The morphology, behaviour and molecular phylogeny of Phytophthora taxon Salixsoil and its redesignation as Phytophthora lacustris sp. nov.
Article first published online: 31 MAY 2012
© 2012 The Authors. Plant Pathology © 2012 BSPP
Volume 62, Issue 2, pages 355–369, April 2013
How to Cite
Nechwatal, J., Bakonyi, J., Cacciola, S. O., Cooke, D. E. L., Jung, T., Nagy, Z. Á., Vannini, A., Vettraino, A. M. and Brasier, C. M. (2013), The morphology, behaviour and molecular phylogeny of Phytophthora taxon Salixsoil and its redesignation as Phytophthora lacustris sp. nov.

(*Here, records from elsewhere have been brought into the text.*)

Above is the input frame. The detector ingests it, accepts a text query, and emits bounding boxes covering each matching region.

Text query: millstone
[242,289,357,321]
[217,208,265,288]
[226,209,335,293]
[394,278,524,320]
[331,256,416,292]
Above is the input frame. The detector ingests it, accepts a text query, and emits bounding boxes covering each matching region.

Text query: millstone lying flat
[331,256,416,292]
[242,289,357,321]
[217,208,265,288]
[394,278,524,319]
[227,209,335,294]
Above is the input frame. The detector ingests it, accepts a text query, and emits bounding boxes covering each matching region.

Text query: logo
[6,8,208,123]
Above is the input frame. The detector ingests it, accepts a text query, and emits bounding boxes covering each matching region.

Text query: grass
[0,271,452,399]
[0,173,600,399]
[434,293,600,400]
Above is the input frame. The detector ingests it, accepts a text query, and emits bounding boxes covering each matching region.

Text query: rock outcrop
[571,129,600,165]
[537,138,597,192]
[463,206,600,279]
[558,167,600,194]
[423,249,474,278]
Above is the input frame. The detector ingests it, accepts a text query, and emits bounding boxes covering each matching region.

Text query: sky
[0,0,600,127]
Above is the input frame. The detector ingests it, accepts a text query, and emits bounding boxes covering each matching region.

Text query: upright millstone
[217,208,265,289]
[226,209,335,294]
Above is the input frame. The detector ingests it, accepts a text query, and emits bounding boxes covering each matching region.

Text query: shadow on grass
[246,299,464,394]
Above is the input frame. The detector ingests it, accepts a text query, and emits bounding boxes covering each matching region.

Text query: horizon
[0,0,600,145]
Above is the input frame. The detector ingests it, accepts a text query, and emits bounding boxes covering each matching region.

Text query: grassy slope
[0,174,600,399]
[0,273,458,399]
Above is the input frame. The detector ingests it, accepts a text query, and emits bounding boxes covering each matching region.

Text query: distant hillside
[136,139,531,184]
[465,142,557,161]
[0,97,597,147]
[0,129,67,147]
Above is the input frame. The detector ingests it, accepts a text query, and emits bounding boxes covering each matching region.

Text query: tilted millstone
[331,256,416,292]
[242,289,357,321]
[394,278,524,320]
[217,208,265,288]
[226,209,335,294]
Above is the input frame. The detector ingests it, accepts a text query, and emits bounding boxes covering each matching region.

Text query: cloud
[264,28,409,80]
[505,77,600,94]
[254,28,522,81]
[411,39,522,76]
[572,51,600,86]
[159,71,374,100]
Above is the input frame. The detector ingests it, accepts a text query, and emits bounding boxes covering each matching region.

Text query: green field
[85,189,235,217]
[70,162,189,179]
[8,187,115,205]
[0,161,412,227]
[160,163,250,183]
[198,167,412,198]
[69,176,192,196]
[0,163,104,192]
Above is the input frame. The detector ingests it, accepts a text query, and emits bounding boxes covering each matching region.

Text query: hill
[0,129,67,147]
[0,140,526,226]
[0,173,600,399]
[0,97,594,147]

Plant Pathology, 62: 355–369. doi: 10.1111/j.1365-3059.2012.02638.x
- Issue published online: 7 MAR 2013
- Article first published online: 31 MAY 2012
- Alnus ;
- Phytophthora ITS Clade 6;
- Prunus ;
- riparian habitat;
- tree pathogen
Since its first isolation from Salix roots in 1972, isolates of a sexually sterile Phytophthora species have been obtained frequently from wet or riparian habitats worldwide and have also been isolated from roots of Alnus and Prunus spp. Although originally assigned to Phytophthora gonapodyides on morphological grounds, it was recognized that these isolates, informally named P. taxon Salixsoil, might represent a separate lineage within ITS Clade 6. Based on phylogenetic analyses and comparisons of morphology, growth-temperature relationships and pathogenicity, this taxon is formally described here as Phytophthora lacustris sp. nov. Isolates of P. lacustris form a clearly resolved cluster in both ITS and mitochondrial cox1 phylogenies, basal to most other Clade 6 taxa. Phytophthora lacustris shares several unusual behavioural properties with other aquatic Clade 6 species, such as sexual sterility and tolerance of high temperatures, that have been suggested as adaptations to riparian conditions. It appears to be widespread in Europe and has also been detected in Australia, New Zealand and the USA. It was shown to be weakly or moderately aggressive on inoculation to Alnus, Prunus and Salix. The extent of P. lacustris’ activity as a saprotroph in plant debris in water and as an opportunistic pathogen in riparian habitats needs further investigation. Its pathogenic potential to cultivated fruit trees also deserves attention because P. lacustris has apparently been introduced into the nursery trade.